The combined wealth of the world’s mega-rich has rocketed by a record £3.6trillion during the Covid pandemic, a report reveals.
A new billionaire has been created every 26 hours since the start of crisis, the research found.
Meanwhile, 160 million people have been plunged into poverty, according to Oxfam.
And the wealth of the world’s 10 richest men, who include Amazon mogul Jeff Bezos and Tesla tycoon Elon Musk, has more than doubled since the pandemic erupted.
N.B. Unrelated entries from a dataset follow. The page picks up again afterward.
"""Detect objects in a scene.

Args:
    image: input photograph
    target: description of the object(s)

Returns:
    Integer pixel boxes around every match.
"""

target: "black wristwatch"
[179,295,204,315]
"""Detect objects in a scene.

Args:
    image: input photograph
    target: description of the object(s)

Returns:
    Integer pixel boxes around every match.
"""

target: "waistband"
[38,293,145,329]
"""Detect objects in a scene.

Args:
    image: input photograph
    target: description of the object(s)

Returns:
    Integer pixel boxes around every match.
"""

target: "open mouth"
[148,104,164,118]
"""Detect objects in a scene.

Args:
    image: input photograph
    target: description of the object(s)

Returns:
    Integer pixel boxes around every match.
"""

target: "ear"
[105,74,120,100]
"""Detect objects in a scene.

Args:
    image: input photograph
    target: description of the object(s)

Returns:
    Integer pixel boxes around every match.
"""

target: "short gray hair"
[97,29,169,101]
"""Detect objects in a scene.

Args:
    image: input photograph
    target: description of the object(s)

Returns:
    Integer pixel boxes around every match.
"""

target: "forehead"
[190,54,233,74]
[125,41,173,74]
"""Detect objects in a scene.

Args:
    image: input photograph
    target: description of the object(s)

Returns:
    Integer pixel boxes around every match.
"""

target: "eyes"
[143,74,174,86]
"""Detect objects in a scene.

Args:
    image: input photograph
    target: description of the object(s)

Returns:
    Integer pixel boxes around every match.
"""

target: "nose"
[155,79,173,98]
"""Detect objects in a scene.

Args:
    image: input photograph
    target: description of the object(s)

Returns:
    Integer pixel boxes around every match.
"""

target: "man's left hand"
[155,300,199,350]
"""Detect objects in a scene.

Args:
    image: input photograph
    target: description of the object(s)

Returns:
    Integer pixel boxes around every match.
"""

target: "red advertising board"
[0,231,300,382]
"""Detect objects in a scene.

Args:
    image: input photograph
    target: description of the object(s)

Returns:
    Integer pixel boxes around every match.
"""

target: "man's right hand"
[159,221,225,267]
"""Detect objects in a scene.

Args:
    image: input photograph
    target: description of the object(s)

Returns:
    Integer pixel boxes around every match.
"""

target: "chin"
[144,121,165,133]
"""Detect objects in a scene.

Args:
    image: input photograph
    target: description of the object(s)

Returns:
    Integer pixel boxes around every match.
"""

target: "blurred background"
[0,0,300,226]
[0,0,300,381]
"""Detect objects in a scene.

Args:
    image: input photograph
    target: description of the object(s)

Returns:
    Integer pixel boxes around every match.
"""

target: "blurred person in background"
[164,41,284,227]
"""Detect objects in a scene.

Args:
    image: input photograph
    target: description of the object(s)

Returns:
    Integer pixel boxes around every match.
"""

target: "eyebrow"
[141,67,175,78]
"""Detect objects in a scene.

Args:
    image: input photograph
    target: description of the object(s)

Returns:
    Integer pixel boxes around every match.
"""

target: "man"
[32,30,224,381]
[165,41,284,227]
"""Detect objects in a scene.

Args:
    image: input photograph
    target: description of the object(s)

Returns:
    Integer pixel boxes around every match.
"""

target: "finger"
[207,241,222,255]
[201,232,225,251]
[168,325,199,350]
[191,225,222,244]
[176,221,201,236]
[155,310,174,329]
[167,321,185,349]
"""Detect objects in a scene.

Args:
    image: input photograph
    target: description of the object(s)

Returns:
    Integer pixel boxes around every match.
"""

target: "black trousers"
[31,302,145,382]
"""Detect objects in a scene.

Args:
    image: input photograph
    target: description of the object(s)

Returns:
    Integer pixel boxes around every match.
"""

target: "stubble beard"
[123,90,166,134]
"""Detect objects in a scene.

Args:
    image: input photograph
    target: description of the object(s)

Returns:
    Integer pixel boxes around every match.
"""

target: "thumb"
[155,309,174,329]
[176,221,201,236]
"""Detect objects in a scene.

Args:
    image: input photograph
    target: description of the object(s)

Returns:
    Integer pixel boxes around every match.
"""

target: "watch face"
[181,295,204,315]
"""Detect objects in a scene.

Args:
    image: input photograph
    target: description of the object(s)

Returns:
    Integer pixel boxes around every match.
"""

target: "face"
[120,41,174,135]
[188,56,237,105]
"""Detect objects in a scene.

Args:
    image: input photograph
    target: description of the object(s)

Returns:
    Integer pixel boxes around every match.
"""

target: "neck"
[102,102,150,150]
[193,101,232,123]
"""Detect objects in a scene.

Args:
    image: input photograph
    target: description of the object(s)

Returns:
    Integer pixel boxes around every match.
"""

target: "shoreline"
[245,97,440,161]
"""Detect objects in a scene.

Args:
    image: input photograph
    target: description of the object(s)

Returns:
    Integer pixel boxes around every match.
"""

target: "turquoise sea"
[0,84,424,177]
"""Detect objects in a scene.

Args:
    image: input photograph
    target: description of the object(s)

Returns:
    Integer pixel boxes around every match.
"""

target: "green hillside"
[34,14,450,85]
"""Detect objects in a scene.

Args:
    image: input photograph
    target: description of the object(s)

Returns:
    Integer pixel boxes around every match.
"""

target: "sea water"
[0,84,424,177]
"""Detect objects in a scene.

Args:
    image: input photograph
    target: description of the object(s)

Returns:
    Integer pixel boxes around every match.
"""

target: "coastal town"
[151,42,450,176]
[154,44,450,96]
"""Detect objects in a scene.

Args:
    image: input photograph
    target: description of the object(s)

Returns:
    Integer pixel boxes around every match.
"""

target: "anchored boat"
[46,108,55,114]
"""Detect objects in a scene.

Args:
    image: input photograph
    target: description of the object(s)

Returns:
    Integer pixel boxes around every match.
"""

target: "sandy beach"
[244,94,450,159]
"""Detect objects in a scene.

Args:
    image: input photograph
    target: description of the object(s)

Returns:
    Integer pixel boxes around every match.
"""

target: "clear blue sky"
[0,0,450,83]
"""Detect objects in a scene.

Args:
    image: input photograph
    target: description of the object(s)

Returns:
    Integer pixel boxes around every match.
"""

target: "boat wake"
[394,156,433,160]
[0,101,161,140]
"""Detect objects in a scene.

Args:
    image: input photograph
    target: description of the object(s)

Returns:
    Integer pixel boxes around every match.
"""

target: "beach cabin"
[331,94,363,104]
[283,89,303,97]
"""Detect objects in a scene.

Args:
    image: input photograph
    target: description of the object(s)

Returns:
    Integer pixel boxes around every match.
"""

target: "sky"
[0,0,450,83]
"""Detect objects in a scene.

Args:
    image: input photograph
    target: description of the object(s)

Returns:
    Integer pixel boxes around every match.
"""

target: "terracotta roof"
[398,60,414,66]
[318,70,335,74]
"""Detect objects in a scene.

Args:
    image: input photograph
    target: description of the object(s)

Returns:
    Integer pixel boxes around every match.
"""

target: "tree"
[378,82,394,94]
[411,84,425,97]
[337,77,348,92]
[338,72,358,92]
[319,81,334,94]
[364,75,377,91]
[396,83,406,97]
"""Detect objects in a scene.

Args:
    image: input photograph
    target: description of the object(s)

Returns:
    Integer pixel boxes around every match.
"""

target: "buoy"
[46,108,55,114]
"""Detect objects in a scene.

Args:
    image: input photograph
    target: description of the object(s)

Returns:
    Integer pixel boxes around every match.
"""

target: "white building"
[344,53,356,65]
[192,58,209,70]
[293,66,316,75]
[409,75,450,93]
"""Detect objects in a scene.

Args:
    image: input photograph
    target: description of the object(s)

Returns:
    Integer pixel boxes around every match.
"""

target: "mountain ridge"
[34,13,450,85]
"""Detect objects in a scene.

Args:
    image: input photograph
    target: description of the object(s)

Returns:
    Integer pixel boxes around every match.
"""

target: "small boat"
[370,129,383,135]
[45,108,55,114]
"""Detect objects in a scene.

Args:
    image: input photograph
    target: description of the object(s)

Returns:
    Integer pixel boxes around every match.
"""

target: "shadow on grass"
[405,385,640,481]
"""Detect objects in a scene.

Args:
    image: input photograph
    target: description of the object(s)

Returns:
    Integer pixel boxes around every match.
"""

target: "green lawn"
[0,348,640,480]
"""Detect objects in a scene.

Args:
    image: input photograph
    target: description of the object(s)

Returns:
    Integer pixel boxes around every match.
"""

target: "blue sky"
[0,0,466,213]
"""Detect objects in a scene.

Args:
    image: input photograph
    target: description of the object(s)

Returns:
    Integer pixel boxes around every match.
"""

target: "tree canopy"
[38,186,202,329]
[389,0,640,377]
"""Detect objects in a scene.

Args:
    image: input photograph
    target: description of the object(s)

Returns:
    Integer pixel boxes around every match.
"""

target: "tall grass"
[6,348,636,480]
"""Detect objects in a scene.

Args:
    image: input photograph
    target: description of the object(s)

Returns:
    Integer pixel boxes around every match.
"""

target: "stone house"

Oxfam’s study comes amid mounting calls for governments to impose wealth taxes on individuals and companies which have done well since early 2020.
Since then the number of billionaires has surged by 565 to 2,755.
Much of the reason is stock markets booming, which tends to benefit the better off who hold much of their wealth in stocks and shares.
The slashing interest rates to all-time lows has also boosted those with certain assets and fuelled a company takeover frenzy.
And tech giants such as Amazon and Apple have seen their already gargantuan stock market values hit record highs on the back of booming sales from lockdown hit households.
According to Oxfam, if the 10 richest men were to lose 99.999% of their combined wealth tomorrow, they would still be richer than 99% of people on the planet.
The 10 richest men in the world own more than the bottom 3.1 billion people.
If they spent a million dollars each a day, it would take them 414 years to spend their combined wealth.
A 99% windfall tax on their gains during Covid could pay to make enough vaccines for the entire world and still leave plenty to fill financing gaps in climate measures, universal health and social protection.
More than 160 million more people are living on less than $5.50 a day than when the pandemic began, the report found.
Oxfam GB chief executive Danny Sriskandarajah said: “The explosion in billionaire’s fortunes lays bare the fundamental flaws in our economies.
“Even during a global crisis our unfair economic systems manage to deliver eye-watering windfalls for the wealthiest but fail to protect the poorest.
“Today’s generation of leaders can start to right these wrongs by implementing progressive taxes on capital and wealth and deploying that revenue to save lives and invest in our future."